Tesseract OCR with Python

Sairam Penjarla
Jun 27, 2024
2 min read

Ever come across a scanned document or an image with text and wished you could easily extract it? Look no further than Optical Character Recognition (OCR)! In this blog, we'll explore the magic of Tesseract OCR, delve into the provided Python code and equip you to extract text from images like a pro.

GitHub Link:

https://github.com/sairam-penjarla/Tesseract-OCR

The Enthralling History of Tesseract OCR

Tesseract boasts a rich history. Originally developed by Hewlett-Packard (HP) in the early 1990s, it was later open-sourced in 2005, paving the way for a vibrant community of developers to contribute. Google, recognizing its potential, adopted the project and continues to spearhead its development. Today, Tesseract is a leading open-source OCR engine, supporting over 100 languages and powering applications like Google Drive's image-to-text functionality.

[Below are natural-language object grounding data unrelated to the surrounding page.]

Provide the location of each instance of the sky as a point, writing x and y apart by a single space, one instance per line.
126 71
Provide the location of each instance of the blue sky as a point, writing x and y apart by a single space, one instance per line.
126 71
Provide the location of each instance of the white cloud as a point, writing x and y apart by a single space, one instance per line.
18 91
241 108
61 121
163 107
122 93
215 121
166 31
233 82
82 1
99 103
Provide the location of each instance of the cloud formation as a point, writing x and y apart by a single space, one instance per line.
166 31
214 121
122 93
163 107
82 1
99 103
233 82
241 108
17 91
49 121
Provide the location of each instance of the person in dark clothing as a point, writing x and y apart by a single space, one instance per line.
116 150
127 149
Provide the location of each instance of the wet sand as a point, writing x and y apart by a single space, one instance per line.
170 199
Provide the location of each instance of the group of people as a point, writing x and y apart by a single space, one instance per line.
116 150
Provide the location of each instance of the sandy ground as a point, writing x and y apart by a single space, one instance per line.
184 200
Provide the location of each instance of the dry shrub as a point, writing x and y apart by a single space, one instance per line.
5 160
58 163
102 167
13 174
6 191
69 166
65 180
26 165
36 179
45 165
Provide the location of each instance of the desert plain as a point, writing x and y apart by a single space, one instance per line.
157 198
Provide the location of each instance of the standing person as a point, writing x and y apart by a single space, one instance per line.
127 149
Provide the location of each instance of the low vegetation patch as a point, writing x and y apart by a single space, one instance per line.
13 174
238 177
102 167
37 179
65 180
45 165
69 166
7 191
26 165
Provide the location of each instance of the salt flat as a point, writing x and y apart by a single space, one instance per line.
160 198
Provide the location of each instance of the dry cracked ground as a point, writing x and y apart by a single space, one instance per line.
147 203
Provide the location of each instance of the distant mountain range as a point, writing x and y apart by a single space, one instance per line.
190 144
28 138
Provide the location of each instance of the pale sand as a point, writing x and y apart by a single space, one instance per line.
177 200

The Inner Workings of Tesseract OCR

Tesseract is a powerful tool, but how does it work? It follows a multi-stage approach:

Preprocessing: The image undergoes adjustments to enhance the clarity of text, such as noise reduction and thresholding (converting the image to black and white).
Segmentation: Individual characters are isolated from the background.
Feature Extraction: Key characteristics of each character are identified.
Pattern Recognition: These features are compared to a built-in database of character patterns, leading to character recognition.
Text Reconstruction: Recognized characters are combined to form words and sentences.

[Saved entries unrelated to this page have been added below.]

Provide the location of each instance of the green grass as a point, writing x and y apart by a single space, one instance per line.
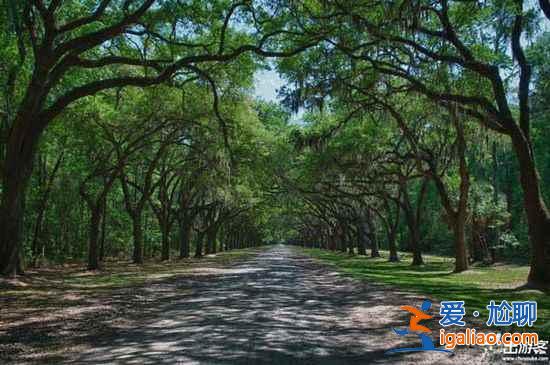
435 278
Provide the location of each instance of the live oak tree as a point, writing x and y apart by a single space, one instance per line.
69 50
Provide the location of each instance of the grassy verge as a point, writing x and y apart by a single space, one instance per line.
435 278
42 285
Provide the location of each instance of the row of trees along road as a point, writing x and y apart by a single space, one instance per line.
123 113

Unveiling the Python Code (Part by Part):

The provided code offers a convenient command-line tool for text extraction using Tesseract OCR. Let's dissect it step by step:

1. Dependencies (requirements.txt):

pytesseract argparse

This file lists the required libraries:

pytesseract: Provides a Python wrapper for interacting with Tesseract OCR.
argparse: Enables parsing command-line arguments, making the script user-friendly.

2. Extracting Text Function (main.py):

Python

def extract_text(image_path):
  # ... code for processing and saving extracted text ...

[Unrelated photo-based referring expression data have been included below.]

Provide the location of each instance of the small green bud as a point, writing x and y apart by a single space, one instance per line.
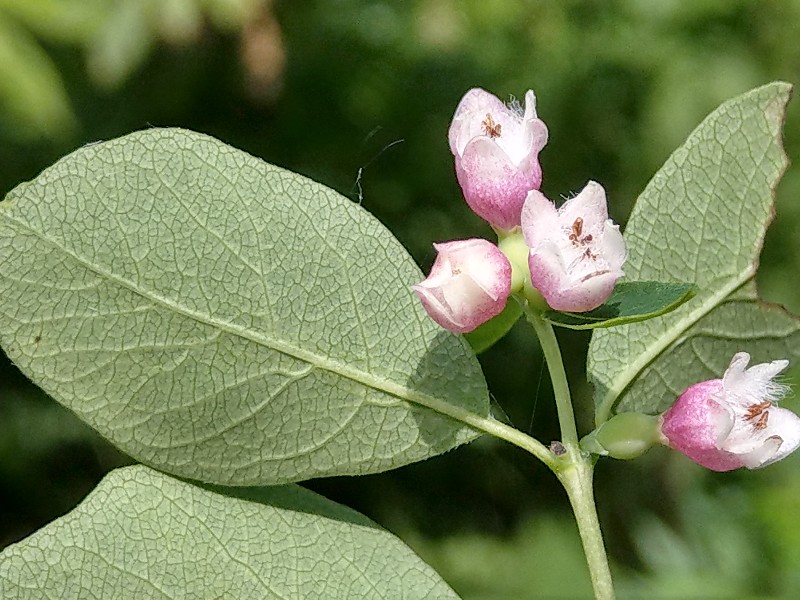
512 244
625 436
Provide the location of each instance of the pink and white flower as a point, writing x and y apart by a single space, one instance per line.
496 150
469 283
576 251
724 424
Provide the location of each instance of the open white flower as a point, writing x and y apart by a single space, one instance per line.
733 422
496 150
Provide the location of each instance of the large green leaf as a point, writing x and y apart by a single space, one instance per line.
143 534
701 219
223 319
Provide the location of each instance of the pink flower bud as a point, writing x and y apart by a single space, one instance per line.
470 282
496 150
724 424
576 251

This function is the heart of the script. It takes the image path as input and performs the following tasks:

Folder Management (Optional): Checks for the existence of inputs and outputs folders for image organization (you can modify this behavior).
Image Handling: Reads the image using Pillow's Image library (optional: move the image to inputs if needed).
Error Handling: Catches potential FileNotFoundError for a missing image.
Text Extraction: Calls pytesseract.image_to_string to extract text from the image.
Output Generation: Creates a unique filename (optional) to avoid conflicts and saves the extracted text to a .txtfile in the outputs folder.

3. Command-Line Arguments (main.py):

Python

if __name__ == "__main__":
  parser = argparse.ArgumentParser(description="Image Text Extraction Tool")
  parser.add_argument("--image_path", required=True, help="Path to the image file")
  args = parser.parse_args()
  extract_text(args.image_path)

This section defines how the script interacts with the user through the command line:

Argument Parser: Creates an argparse object to handle arguments.
Image Path Argument: Defines a required argument named -image_path for specifying the image file location.
Parsing Arguments: Uses parser.parse_args() to retrieve the provided arguments.
Function Call: Calls the extract_text function with the parsed image path, initiating the extraction process.

Getting Started (It's Time to Extract Text!)

Here's how to use this code:

Clone the Repository: Bash git clone <https://github.com/sairam-penjarla/Tesseract-OCR.git>
Install Dependencies: Bash cd Tesseract-OCR pip install -r requirements.txt Ensure Tesseract OCR is installed: This might involve additional system-specific steps (refer to Tesseract documentation for details).
Run the Script: Bash python main.py --image_path <path_to_your_image.jpg>